Simultaneous allocation of 1Gb and 2 M HugePages break VMs launching

Bug #1566293 reported by Ksenia Svechnikova
10
This bug affects 1 person
Affects Status Importance Assigned to Milestone
Fuel for OpenStack
Fix Committed
High
Sergey Kolekonov
Mitaka
Fix Released
High
Ivan Berezovskiy
Newton
Fix Committed
High
Sergey Kolekonov

Bug Description

ISO 9.0 150 - version http://paste.openstack.org/show/492973/

Steps to reproduce:

    Prepare 2+1 nodes

[root@fuel ~]# fuel node --env 2
id | status | name | cluster | ip | mac | roles | pending_roles | online | group_id
---|--------|------------------|---------|-----------|-------------------|-----------------|---------------|--------|---------
5 | ready | Untitled (58:06) | 2 | 10.20.0.6 | 0c:c4:7a:6c:58:06 | cinder, compute | | True | 2
2 | ready | Untitled (55:2c) | 2 | 10.20.0.5 | 0c:c4:7a:34:55:2c | cinder, compute | | True | 2
6 | ready | Untitled (53:8e) | 2 | 10.20.0.4 | 0c:c4:7a:34:53:8e | controller | | True | 2

    There are 4 NUMA nodes on compute node-2. Allocate Nova Huge pages: 2.0 MB - 2030 and 1.0 GB - 10
    Deploy env
    Verify HP are present on node-2
    Create an aggregate for compute nodes with huge pages and CPU pinning:

nova aggregate-create performance_3_cpu
nova aggregate-set-metadata performance_3_cpur hpgs=true
nova aggregate-set-metadata performance_3_cpu pinned=true

    Add hosts to them:

nova aggregate-add-host performance_3_cpu node-2.domain.tld

    Create new flavors for instances with hugepages for each HP on the hosts:

nova flavor-create h1.huge.hpgs auto 512 1 1
nova flavor-create h1.small.hpgs auto 1024 1 1

nova flavor-key h1.huge.hpgs set hw:mem_page_size=1048576
nova flavor-key h1.huge.hpgs set aggregate_instance_extra_specs:hpgs=true

nova flavor-key h1.small.hpgs set hw:mem_page_size=2048
nova flavor-key h1.small.hpgs set aggregate_instance_extra_specs:hpgs=true

    Add to the flavors requirement for the CPU pinning:

nova flavor-key h1.huge.hpgs set hw:cpu_policy=dedicated
nova flavor-key h1.huge.hpgs set aggregate_instance_extra_specs:pinned=true

nova flavor-key h1.small.hpgs set hw:cpu_policy=dedicated
nova flavor-key h1.small.hpgs set aggregate_instance_extra_specs:pinned=true

    Create instance with 2M flavor HP size
    Delete instace
    Create instance with 1Gb flavor size

Expected result:

   VMs are created

Actual result:

Vm with 1Gb is in Error state with "No valid host" error.

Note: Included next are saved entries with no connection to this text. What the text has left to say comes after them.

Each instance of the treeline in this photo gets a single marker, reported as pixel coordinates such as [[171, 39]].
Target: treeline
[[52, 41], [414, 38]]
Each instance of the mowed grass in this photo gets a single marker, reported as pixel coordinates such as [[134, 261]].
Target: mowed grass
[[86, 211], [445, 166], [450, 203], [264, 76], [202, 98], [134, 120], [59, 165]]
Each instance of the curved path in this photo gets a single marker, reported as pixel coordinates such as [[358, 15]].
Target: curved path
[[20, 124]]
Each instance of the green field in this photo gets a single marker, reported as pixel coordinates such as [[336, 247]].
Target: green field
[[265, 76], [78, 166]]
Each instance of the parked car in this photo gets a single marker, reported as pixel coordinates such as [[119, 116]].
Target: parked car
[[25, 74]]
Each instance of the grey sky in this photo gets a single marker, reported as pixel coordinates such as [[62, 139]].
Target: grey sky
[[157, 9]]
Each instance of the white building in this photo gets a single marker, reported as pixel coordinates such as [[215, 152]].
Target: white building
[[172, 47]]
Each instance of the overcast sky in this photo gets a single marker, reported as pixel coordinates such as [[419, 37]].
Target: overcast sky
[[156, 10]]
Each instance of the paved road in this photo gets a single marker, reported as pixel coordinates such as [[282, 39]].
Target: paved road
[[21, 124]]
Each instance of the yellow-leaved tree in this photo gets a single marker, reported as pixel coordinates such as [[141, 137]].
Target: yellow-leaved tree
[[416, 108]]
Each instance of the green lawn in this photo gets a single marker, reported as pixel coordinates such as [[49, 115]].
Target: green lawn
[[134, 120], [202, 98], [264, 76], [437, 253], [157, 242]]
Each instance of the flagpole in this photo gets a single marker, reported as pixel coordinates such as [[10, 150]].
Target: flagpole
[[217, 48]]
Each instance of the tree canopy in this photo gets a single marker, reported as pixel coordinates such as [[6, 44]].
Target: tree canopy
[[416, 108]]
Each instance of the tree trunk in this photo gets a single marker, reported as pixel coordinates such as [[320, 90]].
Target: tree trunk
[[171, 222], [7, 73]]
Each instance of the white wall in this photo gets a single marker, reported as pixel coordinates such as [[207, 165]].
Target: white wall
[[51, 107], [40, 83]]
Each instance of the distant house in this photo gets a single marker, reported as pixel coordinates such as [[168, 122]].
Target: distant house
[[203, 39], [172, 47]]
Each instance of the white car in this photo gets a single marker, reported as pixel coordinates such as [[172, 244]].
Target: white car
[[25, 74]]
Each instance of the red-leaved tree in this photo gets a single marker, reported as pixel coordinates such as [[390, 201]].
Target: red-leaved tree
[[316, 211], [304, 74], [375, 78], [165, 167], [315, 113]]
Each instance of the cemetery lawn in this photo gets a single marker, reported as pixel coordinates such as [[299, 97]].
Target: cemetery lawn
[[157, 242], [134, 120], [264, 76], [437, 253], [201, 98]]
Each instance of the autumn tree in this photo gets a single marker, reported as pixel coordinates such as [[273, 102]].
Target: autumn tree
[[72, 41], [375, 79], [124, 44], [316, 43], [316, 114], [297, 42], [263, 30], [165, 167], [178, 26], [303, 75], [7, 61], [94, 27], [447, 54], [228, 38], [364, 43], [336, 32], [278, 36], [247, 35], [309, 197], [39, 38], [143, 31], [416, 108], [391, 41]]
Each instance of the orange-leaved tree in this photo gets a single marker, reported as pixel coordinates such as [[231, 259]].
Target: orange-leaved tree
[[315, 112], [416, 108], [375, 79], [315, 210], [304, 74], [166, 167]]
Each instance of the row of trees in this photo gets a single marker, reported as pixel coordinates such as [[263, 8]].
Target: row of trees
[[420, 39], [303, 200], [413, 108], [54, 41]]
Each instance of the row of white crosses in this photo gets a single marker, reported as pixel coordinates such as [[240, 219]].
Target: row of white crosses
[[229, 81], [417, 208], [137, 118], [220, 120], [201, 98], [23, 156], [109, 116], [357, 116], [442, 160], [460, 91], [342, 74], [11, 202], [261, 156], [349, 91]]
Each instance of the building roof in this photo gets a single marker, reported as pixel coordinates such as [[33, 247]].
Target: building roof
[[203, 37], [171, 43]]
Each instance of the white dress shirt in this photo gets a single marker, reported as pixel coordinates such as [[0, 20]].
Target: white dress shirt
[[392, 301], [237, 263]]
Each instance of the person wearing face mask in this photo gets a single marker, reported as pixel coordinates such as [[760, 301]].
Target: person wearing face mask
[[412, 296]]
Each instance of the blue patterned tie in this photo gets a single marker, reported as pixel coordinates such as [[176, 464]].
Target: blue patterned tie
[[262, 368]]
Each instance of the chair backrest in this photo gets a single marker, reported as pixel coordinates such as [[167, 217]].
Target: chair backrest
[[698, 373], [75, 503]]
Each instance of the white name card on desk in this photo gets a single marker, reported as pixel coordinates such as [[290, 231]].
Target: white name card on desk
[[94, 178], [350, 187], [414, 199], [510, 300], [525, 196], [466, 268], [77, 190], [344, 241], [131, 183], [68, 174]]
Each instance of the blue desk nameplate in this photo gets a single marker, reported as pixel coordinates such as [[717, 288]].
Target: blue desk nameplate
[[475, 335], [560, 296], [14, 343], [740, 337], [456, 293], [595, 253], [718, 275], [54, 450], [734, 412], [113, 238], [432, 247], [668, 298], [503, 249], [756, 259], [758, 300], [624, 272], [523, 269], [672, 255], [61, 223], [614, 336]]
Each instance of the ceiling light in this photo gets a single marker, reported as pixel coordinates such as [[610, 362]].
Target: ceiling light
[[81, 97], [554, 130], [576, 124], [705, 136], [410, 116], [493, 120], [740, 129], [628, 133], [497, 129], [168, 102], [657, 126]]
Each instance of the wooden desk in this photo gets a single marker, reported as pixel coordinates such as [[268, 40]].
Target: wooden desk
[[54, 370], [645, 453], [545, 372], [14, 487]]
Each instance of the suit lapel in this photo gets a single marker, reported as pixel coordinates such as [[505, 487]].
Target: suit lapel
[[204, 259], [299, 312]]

From libvirt log (node-2): qemuBuildNumaArgStr:6760 : internal error: Unable to find any usable hugetlbfs mount for 1048576 KiB

No mount point for 1Gb HugePages are present

summary: - Simultaneously allocation 1Gb and 2 M HugePages prevent launching VM
+ Simultaneous allocation of 1Gb and 2 M HugePages break VMs launching
description: updated
Revision history for this message
Arthur Svechnikov (asvechnikov) wrote :

From node-2:

 root@node-2:~# mount
 /dev/mapper/os-root on / type ext4 (rw,errors=panic)
 proc on /proc type proc (rw,noexec,nosuid,nodev)
 sysfs on /sys type sysfs (rw,noexec,nosuid,nodev)
 none on /sys/fs/cgroup type tmpfs (rw)
 none on /sys/fs/fuse/connections type fusectl (rw)
 none on /sys/kernel/debug type debugfs (rw)
 none on /sys/kernel/security type securityfs (rw)
 udev on /dev type devtmpfs (rw,mode=0755)
 devpts on /dev/pts type devpts (rw,noexec,nosuid,gid=5,mode=0620)
 tmpfs on /run type tmpfs (rw,noexec,nosuid,size=10%,mode=0755)
 none on /run/lock type tmpfs (rw,noexec,nosuid,nodev,size=5242880)
 none on /run/shm type tmpfs (rw,nosuid,nodev)
 none on /run/user type tmpfs (rw,noexec,nosuid,nodev,size=104857600,mode=0755)
 none on /sys/fs/pstore type pstore (rw)
 /dev/sda3 on /boot type ext2 (rw)
 /dev/mapper/vm-nova on /var/lib/nova type xfs (rw)
 systemd on /sys/fs/cgroup/systemd type cgroup (rw,noexec,nosuid,nodev,none,name=systemd)
 hugetlbfs-kvm on /run/hugepages/kvm type hugetlbfs (rw,mode=775,gid=114)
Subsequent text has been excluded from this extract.